At the end of July, Ohio House Bill 6 was signed into law by Republican governor Mike DeWine. While HB6 is undeniably a step backwards for renewable energy in Ohio, it shines a new light on the role of the Green Banks movement in lowering consumer costs and increasing clean energy investment across the country. In fact, Ohio may soon be home to one of the newest additions to the Green Bank movement, as Cuyahoga County has begun taking initiative to explore the creation of a Green Bank.

The bill HB6, seen by many as a bailout for a set of non-competitive generation facilities including two nuclear plants and a pair of large coal units, will also reduce Ohio’s renewable energy and energy efficiency standards. The Renewable Portfolio Standard (RPS) in Ohio, previously requiring 12.5% renewable power by 2026, was reduced to require a mere 8.5% renewable power by 2026 without a solar carve-out.

Part of the way RPS policies work to incentivize clean energy at the state level is that they allow renewable energy projects to generate renewable energy credits (RECs) for each unit of power they produce and sell those credits on an established market. The revenue they receive from REC sales helps improve the project economics. In Ohio, the reduction of RPS standards led to the almost immediate collapse of the state’s REC market, which had been recovering steadily over the past year. After the bill’s passage, RECs in the state lost 80% of their value, striking a major blow to the economics of renewable energy projects in Ohio, where many solar, wind, and efficiency projects already struggle to develop.

Green Banks’ role is to improve the economics of renewable energy projects by lowering their cost of capital, a function that takes on even greater importance in markets that experience this type of setback. The financial tools and offerings provided by Green Banks can make the difference that allows private investors to put capital into a project and get it off the ground.
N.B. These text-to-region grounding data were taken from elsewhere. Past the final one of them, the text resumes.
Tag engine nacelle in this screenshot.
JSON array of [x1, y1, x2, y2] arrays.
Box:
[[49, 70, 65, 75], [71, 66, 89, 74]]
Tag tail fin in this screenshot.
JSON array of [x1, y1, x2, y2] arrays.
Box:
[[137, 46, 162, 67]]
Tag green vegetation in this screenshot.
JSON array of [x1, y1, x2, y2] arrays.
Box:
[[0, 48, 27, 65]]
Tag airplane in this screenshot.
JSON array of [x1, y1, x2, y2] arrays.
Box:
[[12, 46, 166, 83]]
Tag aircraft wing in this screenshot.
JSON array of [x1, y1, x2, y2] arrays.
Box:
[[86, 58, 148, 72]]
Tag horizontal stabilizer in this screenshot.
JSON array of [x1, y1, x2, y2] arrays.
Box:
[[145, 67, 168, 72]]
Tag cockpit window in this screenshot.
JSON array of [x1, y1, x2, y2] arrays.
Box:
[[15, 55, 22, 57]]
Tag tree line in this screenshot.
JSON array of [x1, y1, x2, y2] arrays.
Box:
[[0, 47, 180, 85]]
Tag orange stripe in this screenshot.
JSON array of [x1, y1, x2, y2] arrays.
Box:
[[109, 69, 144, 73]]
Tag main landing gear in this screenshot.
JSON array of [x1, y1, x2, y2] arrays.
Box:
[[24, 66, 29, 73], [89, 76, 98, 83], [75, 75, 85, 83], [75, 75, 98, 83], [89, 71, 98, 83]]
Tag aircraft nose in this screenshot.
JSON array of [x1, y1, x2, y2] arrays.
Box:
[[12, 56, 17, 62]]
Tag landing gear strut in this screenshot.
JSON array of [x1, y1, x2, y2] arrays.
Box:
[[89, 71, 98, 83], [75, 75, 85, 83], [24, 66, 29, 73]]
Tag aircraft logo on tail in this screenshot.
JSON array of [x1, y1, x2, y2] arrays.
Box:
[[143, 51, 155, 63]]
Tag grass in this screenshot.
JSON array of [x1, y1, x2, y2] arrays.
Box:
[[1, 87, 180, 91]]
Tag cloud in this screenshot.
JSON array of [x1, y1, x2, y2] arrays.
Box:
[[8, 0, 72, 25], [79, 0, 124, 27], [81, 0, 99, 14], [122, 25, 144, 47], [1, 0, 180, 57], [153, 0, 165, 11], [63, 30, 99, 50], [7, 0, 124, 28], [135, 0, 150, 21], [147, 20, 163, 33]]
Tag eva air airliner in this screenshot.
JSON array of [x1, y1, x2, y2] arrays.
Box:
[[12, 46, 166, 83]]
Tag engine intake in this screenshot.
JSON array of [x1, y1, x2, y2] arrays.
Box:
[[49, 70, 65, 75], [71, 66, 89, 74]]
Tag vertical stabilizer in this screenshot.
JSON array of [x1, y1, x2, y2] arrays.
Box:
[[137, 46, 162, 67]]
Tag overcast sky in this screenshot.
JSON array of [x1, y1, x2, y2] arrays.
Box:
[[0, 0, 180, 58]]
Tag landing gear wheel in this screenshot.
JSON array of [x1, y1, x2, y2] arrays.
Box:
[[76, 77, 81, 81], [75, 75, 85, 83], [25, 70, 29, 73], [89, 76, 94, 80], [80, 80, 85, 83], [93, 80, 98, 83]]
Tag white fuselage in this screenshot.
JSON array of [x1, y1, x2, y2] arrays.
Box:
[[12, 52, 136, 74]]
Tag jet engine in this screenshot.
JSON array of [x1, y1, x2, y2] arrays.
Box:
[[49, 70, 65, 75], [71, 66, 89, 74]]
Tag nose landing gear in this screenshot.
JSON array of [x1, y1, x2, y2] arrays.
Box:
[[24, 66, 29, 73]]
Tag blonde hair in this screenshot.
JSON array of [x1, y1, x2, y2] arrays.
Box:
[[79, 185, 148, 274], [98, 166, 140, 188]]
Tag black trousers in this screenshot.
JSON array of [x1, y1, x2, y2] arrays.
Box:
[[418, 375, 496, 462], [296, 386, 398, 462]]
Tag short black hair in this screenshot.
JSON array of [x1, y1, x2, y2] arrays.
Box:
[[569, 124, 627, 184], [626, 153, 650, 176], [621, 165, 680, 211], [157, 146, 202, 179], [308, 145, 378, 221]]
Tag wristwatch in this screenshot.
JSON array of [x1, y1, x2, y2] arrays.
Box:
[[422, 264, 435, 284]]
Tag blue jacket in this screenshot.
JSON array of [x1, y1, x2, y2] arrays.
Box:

The debate over HB6 also highlights Green Banks’ role in lowering consumer costs. HB6 explicitly raises energy costs, adding surcharges to customer bills which will transfer about $200 million per year directly from ratepayers to the non-competitive generating facilities. Proponents and detractors of the bill have debated whether this cost is offset by the “savings” of slashing the state’s RPS, but in either case the bill uses ratepayer dollars to subsidize non-competitive generation. Green Banks are focused on the exact opposite: investing in competitive projects that can match or undercut grid power on price. Once up and running, these projects save money directly for families and provide low-cost power to the grid.

HB6 is a setback for renewable energy, but the US can’t afford to slow down investment. Fourteen state and local Green Bank institutions across the US have built up a track record of success, mobilizing more than three private dollars for each public dollar invested for a total of over $3.6 billion in investment. The National Climate Bank bill introduced in the Senate would provide an unprecedented new source of funding to state and local institutions, while also directly handling large-scale projects that require a greater scope. Cuyahoga County is just one of the latest to take a decisive step down the path to attracting the benefits of the clean energy economy, and joining a larger movement accelerating the clean energy transition.